A mais que provável reconfiguração da assembleia europeia, que deverá passar a conhecer um novo equilíbrio de forças em função dos resultados dos sufrágios que se realizarão nos 28 Estados-membros entre 23 e 26 de maio, poderá dificultar a indispensável aprovação, pelo Parlamento Europeu, do sucessor de Juncker e restante equipa, mas outros fatores alimentam um cenário que é encarado por muitos como provável, o de a atual Comissão não cessar funções no final de outubro.
Também as dúvidas em torno da real aplicação do modelo “Spitzenkandidaten”, o processo de designação do futuro presidente da Comissão entre os candidatos principais apresentados pelas famílias políticas europeias, que o Conselho Europeu (Estados-membros) parece estar tentado a deixar “cair”, e a nova data indicativa para o ‘Brexit’, precisamente 31 de outubro — que poderá sempre vir a conhecer terceira extensão — contribuem para a forte possibilidade de a futura Comissão não estar pronta a assumir funções em 01 de novembro de 2019.
Os Tratados que estipulam o funcionamento da UE determinam que o colégio da Comissão deve permanecer em funções e continuar a gerir os assuntos correntes até à sua substituição, e foi isso que aconteceu, por exemplo, em 2004, por ocasião do primeiro mandato de José Manuel Durão Barroso.
Face à ameaça de um iminente e inédito chumbo do Parlamento Europeu à sua equipa de comissários — na sequência de polémicas declarações do comissário indigitado italiano Rocco Buttiglione -, Durão Barroso, no próprio dia da votação na assembleia, em Estrasburgo, em 27 de outubro, decidiu “recuar” e proceder a uma pequena remodelação da sua equipa, o que levou a que o seu primeiro mandato começasse com três semanas de atraso, a 22 de novembro e não 01 de novembro, tendo o anterior executivo ficado em gestão nesse período.
Desta feita, as probabilidades de o nome do futuro presidente da Comissão e de os comissários designados pelo próprio (com base em recomendações dos governos nacionais) conhecer dificuldades para alcançar a maioria no futuro Parlamento Europeu parecem ainda maiores, já que as sondagens apontam para a hipótese de as duas maiores famílias políticas, os conservadores do Partido Popular Europeu (PPE) e os Socialistas Europeus, deixarem de ter a maioria na assembleia, face à ascensão de outras forças políticas.
Preponderante na assembleia europeia desde 1999, o PPE ocupou, nesta legislatura, a maior bancada do hemiciclo, com os seus 217 eurodeputados a representarem 28,9% do Parlamento Europeu e a serem diretamente ‘responsáveis’ pela escolha do presidente da instituição, o italiano Antonio Tajani, mas também pelo da Comissão Europeia, o conservador luxemburguês Juncker.

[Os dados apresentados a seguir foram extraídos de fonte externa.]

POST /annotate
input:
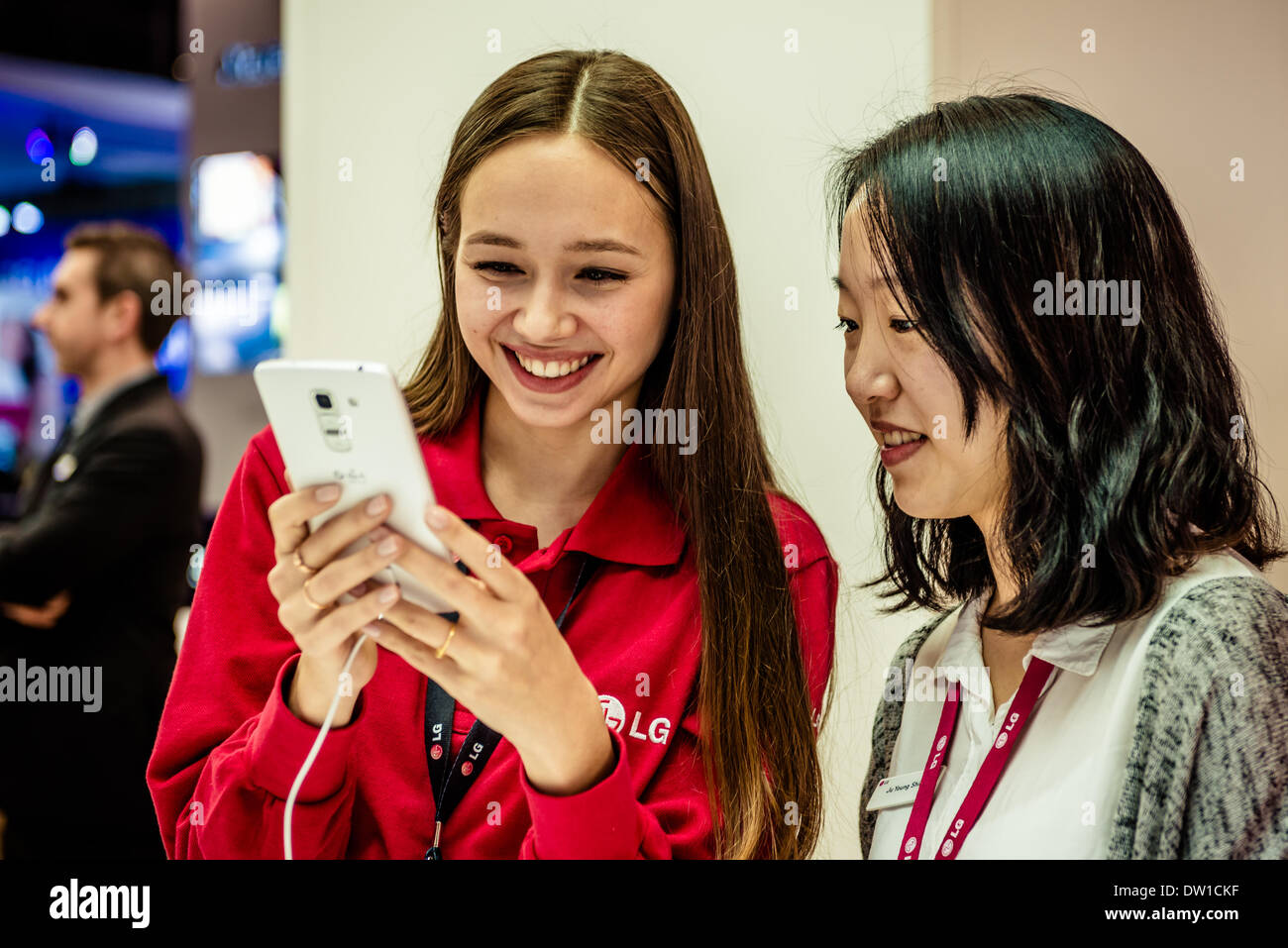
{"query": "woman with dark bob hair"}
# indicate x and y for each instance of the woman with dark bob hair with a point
(1065, 466)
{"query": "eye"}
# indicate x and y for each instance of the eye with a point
(494, 265)
(604, 275)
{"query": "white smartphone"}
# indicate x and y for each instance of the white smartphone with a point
(348, 423)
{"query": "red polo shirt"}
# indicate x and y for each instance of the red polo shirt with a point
(228, 749)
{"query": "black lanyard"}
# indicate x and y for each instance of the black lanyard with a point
(450, 788)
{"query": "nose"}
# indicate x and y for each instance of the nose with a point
(544, 318)
(870, 373)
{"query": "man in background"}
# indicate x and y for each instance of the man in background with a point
(93, 571)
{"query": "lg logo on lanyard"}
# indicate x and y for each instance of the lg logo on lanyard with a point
(614, 715)
(1006, 730)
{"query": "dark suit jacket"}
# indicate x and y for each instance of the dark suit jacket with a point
(116, 533)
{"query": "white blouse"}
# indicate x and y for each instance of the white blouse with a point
(1056, 796)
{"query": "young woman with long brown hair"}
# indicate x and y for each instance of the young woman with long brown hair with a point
(668, 591)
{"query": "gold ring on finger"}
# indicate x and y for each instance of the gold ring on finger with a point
(301, 566)
(442, 649)
(308, 599)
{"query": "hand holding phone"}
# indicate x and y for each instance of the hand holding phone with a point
(348, 423)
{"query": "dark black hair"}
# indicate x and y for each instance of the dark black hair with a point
(1119, 436)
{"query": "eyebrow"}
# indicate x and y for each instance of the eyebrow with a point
(584, 247)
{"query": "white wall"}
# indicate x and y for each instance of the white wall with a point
(385, 82)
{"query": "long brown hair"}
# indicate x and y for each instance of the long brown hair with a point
(758, 741)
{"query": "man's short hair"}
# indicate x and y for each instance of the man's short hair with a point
(132, 258)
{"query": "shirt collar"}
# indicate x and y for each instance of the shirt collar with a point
(630, 520)
(88, 407)
(1073, 647)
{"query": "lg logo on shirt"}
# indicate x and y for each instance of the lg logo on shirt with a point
(614, 715)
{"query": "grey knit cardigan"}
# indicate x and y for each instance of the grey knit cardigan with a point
(1207, 773)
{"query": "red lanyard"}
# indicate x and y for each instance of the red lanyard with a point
(1030, 686)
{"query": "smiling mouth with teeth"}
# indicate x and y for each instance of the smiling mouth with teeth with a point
(896, 438)
(552, 369)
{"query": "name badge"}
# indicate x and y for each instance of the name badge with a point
(896, 791)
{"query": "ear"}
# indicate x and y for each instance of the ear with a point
(125, 314)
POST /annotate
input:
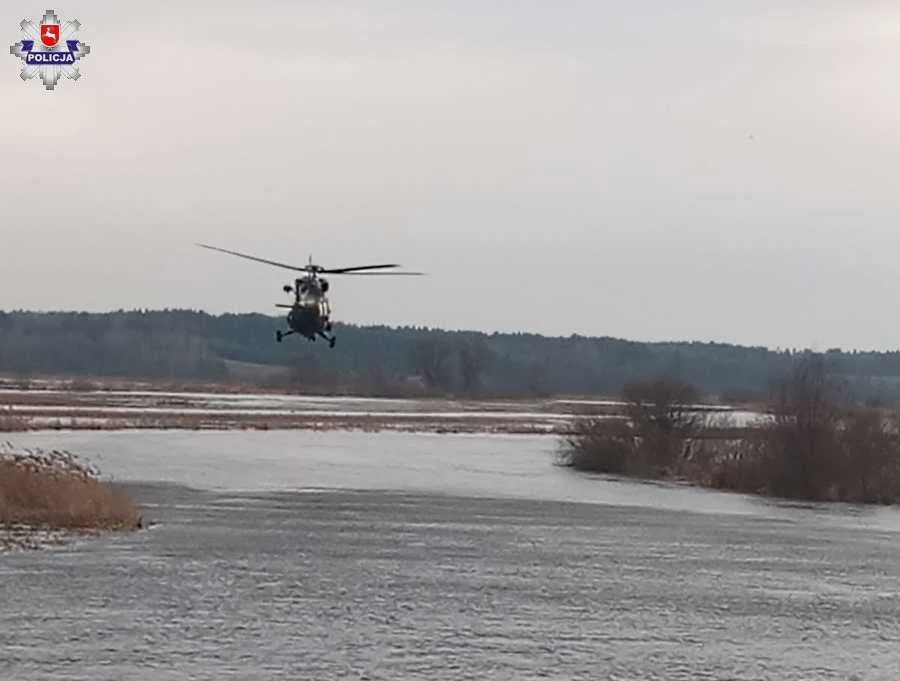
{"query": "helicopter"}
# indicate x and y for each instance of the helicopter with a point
(310, 312)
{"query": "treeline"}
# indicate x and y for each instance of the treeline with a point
(815, 445)
(190, 345)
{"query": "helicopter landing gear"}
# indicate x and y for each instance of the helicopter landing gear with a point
(330, 339)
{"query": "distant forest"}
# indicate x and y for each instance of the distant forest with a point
(189, 346)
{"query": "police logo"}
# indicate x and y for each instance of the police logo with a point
(50, 49)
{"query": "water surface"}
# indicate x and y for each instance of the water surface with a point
(399, 556)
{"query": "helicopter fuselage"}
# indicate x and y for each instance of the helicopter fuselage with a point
(310, 314)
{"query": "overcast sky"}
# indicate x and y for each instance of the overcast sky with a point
(654, 170)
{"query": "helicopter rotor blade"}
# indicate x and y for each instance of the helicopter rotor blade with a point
(346, 270)
(385, 274)
(252, 257)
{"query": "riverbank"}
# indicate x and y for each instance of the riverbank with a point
(46, 496)
(120, 406)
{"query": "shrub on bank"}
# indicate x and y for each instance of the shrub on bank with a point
(815, 448)
(54, 490)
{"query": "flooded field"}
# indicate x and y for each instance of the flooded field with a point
(303, 554)
(50, 407)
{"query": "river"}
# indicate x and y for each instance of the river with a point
(320, 555)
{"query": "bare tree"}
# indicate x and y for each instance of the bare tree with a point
(664, 418)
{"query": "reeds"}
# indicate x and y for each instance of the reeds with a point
(53, 490)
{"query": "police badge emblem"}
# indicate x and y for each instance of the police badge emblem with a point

Na correlação de forças no hemiciclo há muito que a bancada socialista é a ‘parceira’ habitual do PPE, com as decisões maioritárias, designadamente sobre os lugares de topo na arquitetura da UE, a serem tomadas pelas duas grandes famílias políticas europeias, sem necessidade de recorrer a terceiros — atualmente o Grupo da Aliança Progressista dos Socialistas e Democratas (S&D) tem 186 eurodeputados e os dois atingem uma maioria de 403 em 751.
O nome do presidente da Comissão — proposto pelo Conselho tendo em conta os resultados das eleições europeias, mas, segundo os Tratados, não forçosamente entre os “Spitzenkandidaten” — tem de ser aprovado por uma maioria absoluta do Parlamento Europeu (metade dos eurodeputados mais um), e, após designados os comissários (e respetivas audições perante as comissões parlamentares competentes), a Comissão como um todo também tem de merecer o aval da assembleia.
Também o adiamento do ‘Brexit’, que se deveria ter concretizado em 29 de março passado, vai certamente “baralhar” as contas do futuro Parlamento Europeu, até porque, se se confirmar a consumação da saída do Reino Unido do bloco europeu em 31 de outubro, tal significará uma mudança no equilíbrio de forças na assembleia três meses após o início da legislatura, já que os 73 eurodeputados britânicos eleitos abandonariam o Parlamento.
Com todos estes cenários hipotéticos em cima da mesa, a Comissão Europeia rejeita para já pronunciar-se sobre a possibilidade de ter de ficar em funções além de 31 de outubro, tendo o principal porta-voz do executivo, Margaritis Schinas, afirmado à Lusa que essa é a data legal do final do mandato da “Comissão Juncker”, pelo que não comenta “especulações ou outras hipóteses e cenários alternativos”.
No entanto, várias fontes europeias contactadas pela Lusa dão como bastante provável o “cenário alternativo” de a Comissão Juncker não concluir o seu mandato em 31 de outubro próximo.